Lake Trout (Salvelinus namaycush)

Lake Trout (Salvelinus namaycush)

The lake trout is one of the largest members of the Salmonidae family, which encompasses salmon, trout, charr, and whitefish. This fish is not actually a “trout” but a charr, and thus a close relative of the brook trout and the arctic charr.

The lake trout was once associated with many variations, some of which have been termed subspecies or strains; some of these no longer exist, and others are deep dwellers that are not commonly known to anglers.

The siscowet or siscoet (which has been listed by some sources as S. siscoet) is one of these; a deep-dwelling (reportedly from 300 to 600 feet) fish of Lake Superior, it is known as the fat lake trout to commercial fishermen because of its extremely oily flesh.


Identification

The lake trout has the same moderately elongated shape as does the trout and the salmon. Its tail is moderately forked, more so than those of other charr; its scales are minute; and it has several rows of strong teeth, which are weak, less numerous, or absent in other charr. Its head is generally large, although fast-growing stocked fish will have small heads in relation to body size, and there is an adipose fin.

Like other charr, the lake trout has white leading edges on all its lower fins and light colored spots on a dark background. The body is typically grayish to brownish, with white or nearly white spots that extend onto the dorsal, the adipose, and the caudal fins. There are no red, black, or haloed spots of any kind.

Coloration is highly variable. Lighter specimens are often the deep-dwelling fish of light-colored southerly lakes with alewife and smelt forage bases; darker specimens, including some with reddish and orange tones, come from less fertile, tannin-colored northern lakes.

Size/Age

The all-tackle world record is a 72-pound fish caught in 1995 at Great Bear Lake, Northwest Territories, although a 74-pounder was caught there in 2001. A 102-pound lake trout was netted in Lake Athabasca, Saskatchewan, in 1961.

In most of its range, a 20-pound lake trout is a very large specimen and is considered a trophy catch; fish from 30 to 45 pounds are caught every season in a few far-northern waters, most of them being released. The average angler catch in most places weighs 4 to 10 pounds.

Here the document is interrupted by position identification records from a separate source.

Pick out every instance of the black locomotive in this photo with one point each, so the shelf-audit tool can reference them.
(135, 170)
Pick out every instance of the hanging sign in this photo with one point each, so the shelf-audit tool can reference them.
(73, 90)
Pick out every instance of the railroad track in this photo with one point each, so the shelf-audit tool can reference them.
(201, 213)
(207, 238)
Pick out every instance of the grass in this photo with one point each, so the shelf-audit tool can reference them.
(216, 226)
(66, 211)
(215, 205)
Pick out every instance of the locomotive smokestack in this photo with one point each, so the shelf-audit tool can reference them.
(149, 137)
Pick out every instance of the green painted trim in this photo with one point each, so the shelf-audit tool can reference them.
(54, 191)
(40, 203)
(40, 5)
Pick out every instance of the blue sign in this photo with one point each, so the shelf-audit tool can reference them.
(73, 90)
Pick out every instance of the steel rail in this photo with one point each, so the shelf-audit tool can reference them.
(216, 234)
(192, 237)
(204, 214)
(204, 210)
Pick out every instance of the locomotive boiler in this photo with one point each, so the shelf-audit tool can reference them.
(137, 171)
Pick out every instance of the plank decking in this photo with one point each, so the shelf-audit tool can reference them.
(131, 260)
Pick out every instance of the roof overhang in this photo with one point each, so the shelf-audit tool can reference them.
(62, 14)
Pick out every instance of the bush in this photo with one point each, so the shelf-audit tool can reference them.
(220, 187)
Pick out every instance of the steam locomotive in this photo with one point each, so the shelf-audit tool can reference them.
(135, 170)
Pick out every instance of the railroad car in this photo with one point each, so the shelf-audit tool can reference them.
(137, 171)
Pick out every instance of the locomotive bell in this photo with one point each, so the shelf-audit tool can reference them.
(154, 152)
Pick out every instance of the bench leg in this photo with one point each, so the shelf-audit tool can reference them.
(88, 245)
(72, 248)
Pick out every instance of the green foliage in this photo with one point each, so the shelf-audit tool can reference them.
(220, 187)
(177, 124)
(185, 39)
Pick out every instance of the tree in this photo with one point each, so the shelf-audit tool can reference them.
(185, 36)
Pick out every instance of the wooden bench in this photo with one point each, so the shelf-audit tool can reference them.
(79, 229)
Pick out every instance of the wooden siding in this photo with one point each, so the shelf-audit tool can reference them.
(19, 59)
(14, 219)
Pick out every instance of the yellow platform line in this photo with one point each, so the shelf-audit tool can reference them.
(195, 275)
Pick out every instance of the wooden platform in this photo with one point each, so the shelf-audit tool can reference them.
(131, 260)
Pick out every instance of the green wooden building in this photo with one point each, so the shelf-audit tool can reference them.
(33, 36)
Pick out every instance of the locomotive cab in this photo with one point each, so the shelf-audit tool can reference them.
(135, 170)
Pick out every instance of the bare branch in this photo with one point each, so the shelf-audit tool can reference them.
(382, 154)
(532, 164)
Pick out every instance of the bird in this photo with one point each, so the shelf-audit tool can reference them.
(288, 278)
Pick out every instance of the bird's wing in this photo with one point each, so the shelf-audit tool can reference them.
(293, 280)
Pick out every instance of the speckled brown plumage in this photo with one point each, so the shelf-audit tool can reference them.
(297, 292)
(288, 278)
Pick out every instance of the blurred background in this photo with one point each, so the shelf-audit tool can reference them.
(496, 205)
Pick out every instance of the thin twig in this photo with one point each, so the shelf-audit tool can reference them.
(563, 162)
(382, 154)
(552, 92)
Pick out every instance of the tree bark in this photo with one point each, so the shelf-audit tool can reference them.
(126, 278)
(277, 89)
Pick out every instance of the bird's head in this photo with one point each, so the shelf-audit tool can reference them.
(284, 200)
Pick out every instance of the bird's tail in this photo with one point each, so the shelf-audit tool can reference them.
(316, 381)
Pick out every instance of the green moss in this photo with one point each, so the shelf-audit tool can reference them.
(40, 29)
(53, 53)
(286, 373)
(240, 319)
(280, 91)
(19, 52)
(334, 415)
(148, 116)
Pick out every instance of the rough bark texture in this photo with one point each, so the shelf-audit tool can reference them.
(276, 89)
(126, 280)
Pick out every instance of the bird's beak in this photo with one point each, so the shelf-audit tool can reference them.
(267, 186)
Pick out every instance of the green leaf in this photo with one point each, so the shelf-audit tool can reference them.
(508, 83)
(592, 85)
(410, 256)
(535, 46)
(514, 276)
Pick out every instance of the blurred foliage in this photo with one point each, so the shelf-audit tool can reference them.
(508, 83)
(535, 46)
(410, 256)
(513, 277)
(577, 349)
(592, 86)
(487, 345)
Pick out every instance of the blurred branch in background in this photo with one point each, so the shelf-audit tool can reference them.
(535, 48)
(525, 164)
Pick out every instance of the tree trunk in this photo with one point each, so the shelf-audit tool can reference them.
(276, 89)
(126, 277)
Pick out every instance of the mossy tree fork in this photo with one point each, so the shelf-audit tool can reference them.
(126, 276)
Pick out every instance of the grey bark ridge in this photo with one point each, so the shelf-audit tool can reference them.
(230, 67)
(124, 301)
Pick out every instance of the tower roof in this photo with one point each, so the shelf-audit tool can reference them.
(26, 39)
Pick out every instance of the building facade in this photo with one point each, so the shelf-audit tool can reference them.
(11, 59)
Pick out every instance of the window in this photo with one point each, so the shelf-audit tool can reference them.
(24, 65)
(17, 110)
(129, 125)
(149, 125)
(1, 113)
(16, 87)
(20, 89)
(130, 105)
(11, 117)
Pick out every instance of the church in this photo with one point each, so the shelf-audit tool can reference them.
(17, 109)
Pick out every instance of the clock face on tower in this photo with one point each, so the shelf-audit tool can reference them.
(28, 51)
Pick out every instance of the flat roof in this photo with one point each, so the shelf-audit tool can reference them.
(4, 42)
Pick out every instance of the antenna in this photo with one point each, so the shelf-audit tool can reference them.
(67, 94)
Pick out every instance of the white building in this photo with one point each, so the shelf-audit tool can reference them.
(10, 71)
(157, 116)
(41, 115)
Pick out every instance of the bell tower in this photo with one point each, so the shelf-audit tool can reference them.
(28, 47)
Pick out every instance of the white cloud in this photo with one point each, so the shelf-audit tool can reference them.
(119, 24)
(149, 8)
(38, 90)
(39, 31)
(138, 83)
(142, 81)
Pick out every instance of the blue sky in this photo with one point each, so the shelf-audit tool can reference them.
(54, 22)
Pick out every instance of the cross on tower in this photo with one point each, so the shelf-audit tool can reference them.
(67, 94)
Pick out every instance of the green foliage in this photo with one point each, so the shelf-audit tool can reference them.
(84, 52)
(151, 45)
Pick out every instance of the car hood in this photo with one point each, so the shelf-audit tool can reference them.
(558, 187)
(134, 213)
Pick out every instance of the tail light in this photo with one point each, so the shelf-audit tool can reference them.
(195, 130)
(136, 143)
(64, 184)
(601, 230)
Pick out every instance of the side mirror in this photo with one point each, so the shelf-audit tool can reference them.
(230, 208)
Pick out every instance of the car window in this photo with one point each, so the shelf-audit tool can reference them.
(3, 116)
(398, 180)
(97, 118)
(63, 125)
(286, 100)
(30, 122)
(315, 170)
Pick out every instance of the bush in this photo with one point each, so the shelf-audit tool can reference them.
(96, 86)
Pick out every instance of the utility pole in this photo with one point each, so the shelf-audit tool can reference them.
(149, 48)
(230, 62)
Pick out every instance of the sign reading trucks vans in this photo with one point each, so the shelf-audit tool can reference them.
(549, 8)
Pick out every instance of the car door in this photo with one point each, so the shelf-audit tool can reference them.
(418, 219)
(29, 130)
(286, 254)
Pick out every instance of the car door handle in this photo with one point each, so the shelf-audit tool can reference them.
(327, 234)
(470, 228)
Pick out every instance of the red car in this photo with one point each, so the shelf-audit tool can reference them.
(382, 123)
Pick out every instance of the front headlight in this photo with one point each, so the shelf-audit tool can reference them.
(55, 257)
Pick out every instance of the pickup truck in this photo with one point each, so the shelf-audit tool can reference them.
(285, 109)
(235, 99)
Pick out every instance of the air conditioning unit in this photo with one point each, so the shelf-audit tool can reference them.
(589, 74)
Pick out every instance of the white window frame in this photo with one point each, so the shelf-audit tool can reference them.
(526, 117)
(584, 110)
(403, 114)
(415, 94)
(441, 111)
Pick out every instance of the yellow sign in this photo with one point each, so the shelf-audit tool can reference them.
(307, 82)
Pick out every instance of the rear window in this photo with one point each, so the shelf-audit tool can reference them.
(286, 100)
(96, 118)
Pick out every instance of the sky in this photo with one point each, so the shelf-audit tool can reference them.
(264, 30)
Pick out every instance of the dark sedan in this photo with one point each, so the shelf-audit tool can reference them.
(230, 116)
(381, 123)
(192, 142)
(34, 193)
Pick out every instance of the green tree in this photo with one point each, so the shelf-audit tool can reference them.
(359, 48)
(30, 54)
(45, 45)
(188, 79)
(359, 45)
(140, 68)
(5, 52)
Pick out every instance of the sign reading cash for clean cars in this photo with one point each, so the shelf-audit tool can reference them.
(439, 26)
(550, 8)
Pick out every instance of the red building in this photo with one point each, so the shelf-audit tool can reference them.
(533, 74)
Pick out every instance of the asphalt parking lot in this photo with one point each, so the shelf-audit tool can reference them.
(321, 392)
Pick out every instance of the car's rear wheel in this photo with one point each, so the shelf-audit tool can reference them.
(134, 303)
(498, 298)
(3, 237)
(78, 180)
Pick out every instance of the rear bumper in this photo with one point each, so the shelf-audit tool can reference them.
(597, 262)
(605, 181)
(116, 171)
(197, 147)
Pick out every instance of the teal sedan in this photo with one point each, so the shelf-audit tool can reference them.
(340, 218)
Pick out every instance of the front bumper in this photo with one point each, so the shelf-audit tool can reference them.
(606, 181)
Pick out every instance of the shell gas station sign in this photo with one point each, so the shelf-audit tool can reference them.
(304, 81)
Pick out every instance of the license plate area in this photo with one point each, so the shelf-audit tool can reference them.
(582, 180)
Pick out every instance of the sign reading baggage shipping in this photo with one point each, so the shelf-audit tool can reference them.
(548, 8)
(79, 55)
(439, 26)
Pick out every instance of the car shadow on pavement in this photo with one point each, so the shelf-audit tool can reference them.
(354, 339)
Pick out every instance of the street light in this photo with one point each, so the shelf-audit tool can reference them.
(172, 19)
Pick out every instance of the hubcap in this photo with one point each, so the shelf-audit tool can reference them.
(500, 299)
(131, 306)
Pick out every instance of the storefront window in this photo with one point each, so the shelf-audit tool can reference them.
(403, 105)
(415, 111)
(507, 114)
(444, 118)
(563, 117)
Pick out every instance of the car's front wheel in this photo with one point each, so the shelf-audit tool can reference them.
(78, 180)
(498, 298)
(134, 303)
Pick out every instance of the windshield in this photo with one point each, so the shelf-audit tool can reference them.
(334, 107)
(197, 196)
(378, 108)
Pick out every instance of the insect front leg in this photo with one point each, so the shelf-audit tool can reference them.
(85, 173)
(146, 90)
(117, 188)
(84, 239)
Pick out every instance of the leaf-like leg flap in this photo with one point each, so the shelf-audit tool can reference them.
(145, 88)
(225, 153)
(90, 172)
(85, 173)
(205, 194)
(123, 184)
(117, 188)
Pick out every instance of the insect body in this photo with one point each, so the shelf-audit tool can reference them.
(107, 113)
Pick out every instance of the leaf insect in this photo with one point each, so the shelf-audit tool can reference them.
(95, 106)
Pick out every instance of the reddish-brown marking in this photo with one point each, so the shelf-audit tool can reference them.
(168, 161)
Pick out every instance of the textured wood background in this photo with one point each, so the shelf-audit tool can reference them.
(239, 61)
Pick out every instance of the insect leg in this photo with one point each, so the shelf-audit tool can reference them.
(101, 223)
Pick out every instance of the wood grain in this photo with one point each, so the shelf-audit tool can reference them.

Lake trout growth and ages vary from place to place, depending on diet, water temperature, altitude, and genetics. Lake trout in the cold, deep, infertile waters of the north are capable of long life spans. In the more southerly portions of their range, however, they grow more quickly but do not live as long, and in most places they do not live longer than 20 years.

Life history/Behavior

Lake trout generally spend their entire lives in lakes, staying deep and often near the bottom at cool levels. They often orient to structure, cluster at tributaries, and wander in search of food, and although they are not school species like some of their forage, they are usually found in groups, often of like-size individuals.

Spawning takes place in the late summer or the early fall over clean, rocky lake bottoms. Rocky shoals or reefs are prominent spawning sites. Unlike other salmonids, lake trout do not make nests. Spawning usually takes place at night, with peak activity occurring after dusk. Eggs hatch early in the following spring. In some populations, spawning occurs every year, whereas in others spawning may occur every other year or less frequently.

Food

The diet of lake trout varies with the age and the size of the fish, the locality, and the food available. Food items commonly include zooplankton, insect larvae, small crustaceans, clams, snails, leeches, and various species of fish, including their own kind. Lake trout feed extensively on such other fish as whitefish, grayling, sticklebacks, suckers, and sculpin in the far north or cisco, smelt, and alewives elsewhere.

Other Names

laker, mackinaw, Great Lakes trout or charr, salmon trout, landlocked salmon, gray trout, great gray trout, mountain trout, tongue, togue, namaycush or masamay-cush, siscowet, fat trout, paperbelly, bank trout, bumper, humper; Cree: namekus, nemakos, nemeks; French: touladi; Inuit: iluuraq, isuuraq.

Distribution

The natural range of the lake trout is across the northern region of North America. It occurs from Quebec, the Maritime Provinces, and Labrador in the east, southerly through New York, and west across the north-central United States and all of Canada to British Columbia and Alaska in the west.

It is widely distributed in the Nunavut, the Yukon, and the Northwest Territories and in the northern sections of other Canadian provinces, including the arctic islands. It has been introduced to northern deep lakes elsewhere in the United States and reintroduced to some parts of its native range, including the Great Lakes in North America.

Habitat

Overall, and especially in the southern portions of its range or where introduced south of its native range, the lake trout is an inhabitant of cool waters of large, deep lakes. In far-northern regions it may occur in lakes that are generally shallow and that remain cold all season long, and it may occur in either the shallow or the deep portions of lakes that have large expanses of deep water.

It is also found in large deep rivers or in the lower reaches of rivers, especially in the far north, although it may sometimes move into the tributaries of large southerly lakes to forage. It rarely inhabits brackish water.